# Colorants...



## JumpinIrish4ever (Mar 11, 2010)

Ok, I've never added colorants to my soaps...yet...but I want to try. I just went to a few websites and was completely overwhelmed!! There are liquid dyes, powdered dyes, micas, etc. I don't know where to start!! 

What do you recommend?? How much do you typically use in one batch of soap??? I'm so excited to start trying colors!


----------



## Kalne (Oct 25, 2007)

TKB POP micas are my current favorite. I also use a lot of ultramarine blue and green.
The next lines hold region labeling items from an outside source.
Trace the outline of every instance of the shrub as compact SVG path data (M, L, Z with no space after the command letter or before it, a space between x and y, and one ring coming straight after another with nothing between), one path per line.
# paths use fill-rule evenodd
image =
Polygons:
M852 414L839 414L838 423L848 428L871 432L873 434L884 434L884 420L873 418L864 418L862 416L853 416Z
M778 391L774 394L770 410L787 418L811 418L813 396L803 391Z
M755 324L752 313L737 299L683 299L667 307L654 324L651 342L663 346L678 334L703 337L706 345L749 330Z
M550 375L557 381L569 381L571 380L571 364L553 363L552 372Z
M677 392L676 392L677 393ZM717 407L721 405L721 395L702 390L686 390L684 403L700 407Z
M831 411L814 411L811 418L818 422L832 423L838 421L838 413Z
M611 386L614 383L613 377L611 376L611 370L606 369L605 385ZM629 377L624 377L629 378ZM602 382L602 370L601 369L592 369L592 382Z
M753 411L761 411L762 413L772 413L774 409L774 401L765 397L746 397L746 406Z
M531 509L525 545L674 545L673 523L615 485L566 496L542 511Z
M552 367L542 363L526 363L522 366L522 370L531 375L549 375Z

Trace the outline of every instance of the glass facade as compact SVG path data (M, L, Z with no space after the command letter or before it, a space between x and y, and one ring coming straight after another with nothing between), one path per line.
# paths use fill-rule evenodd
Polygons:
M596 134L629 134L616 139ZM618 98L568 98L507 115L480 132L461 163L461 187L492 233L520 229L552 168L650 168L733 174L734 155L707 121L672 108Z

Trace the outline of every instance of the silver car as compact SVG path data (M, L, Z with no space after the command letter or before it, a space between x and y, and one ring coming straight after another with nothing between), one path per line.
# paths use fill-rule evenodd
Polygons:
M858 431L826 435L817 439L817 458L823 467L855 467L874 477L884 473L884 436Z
How much to use depends on the depth of color you want and whether or not your FO is discoloring. I made test batches and added color to single bars to see the results. So, like 1/4, 1/8, 1/16 tsp per bar. You can mix the colors too. I only have a few where all the soap is colored. Most have a portion poured off that is colored then poured back in giving me a swirl throughout the bars.


----------



## adillenal (Feb 6, 2009)

I also love the POP micas. I also have a few UM and other micas. I also have Select Shades liquids and I don't like them at all.


----------



## Faye Farms (Sep 14, 2009)

Another mica fan. I use all the pops and some others too. I have totally fallen in love with the Taurus Orion green from TKB. I mostly swirl with them as well. There are only a couple of scents that I color the entire batch. I typically use 1 tsp ppo.


----------



## NubianSoaps.com (Oct 26, 2007)

If it takes off and you move to larger molds Mica's hurt your bottom line for anything other than very surface type swirls or in textured tops. You can't afford to mica whole batches for color. So starting with ultramarines etc...is a very good idea, so if your soaping takes off you can still do what you are used to. I use two clays, pink and green, using them as swirls only because they make your soap brittle to cut and sort of chalky feeling if you use it to color the whole batch. I also do a swirl with dead sea much. For swirling the walmart batch I simply take out 1 cup of raw soap material before I scent it, and add from 1 teaspoon etc...a little more of green maybe a tablespoon...little more than that of dead sea mud to swirl. Mica's take a little less but the effect is also less inside the soap. I love peacock colors, just google that...and with her the more you buy the less it is, I now use 3 of her colors and from using 10 drops in 2 cups of soap to swirl to using a tablespoon to color a batch. With an ultamarine (green) that I use I only use 1/2 teaspoon to color my 25 pound pours, so a little goes a very very long way with it. Vicki


----------



## VickiLynne (Feb 8, 2008)

:help2 Ok, I have never colored my soap. So this might sound stupid...what is POP and TKB? :sigh

Vicki in NC


----------



## Kalne (Oct 25, 2007)

TKB is the name of the company that sells POP micas (tkbtrading.com). They're called POP micas because the colors are so vivid (depending on how much you use) and they are stable in CP soap.


----------



## NubianSoaps.com (Oct 26, 2007)

Also note that micas sound like they are warm and fuzzy and natural...some are...most aren't  They are simply mixtures with other FD&C colorants and ultramarines in them. Vicki


----------



## JumpinIrish4ever (Mar 11, 2010)

Vickie, where is a good place to buy ultramarines?? I emailed Peacock Colors too. 

Thanks!!


----------



## NubianSoaps.com (Oct 26, 2007)

From Barb  No really ask her, she sent me some a couple of years ago, I added a green she told me about, last year...and still have about 1/2 a pound of it, it will last me 5 more years. I think it's the one she uses in her cucumber, it's an excellent green. Other than that one I don't use them. Vicki


----------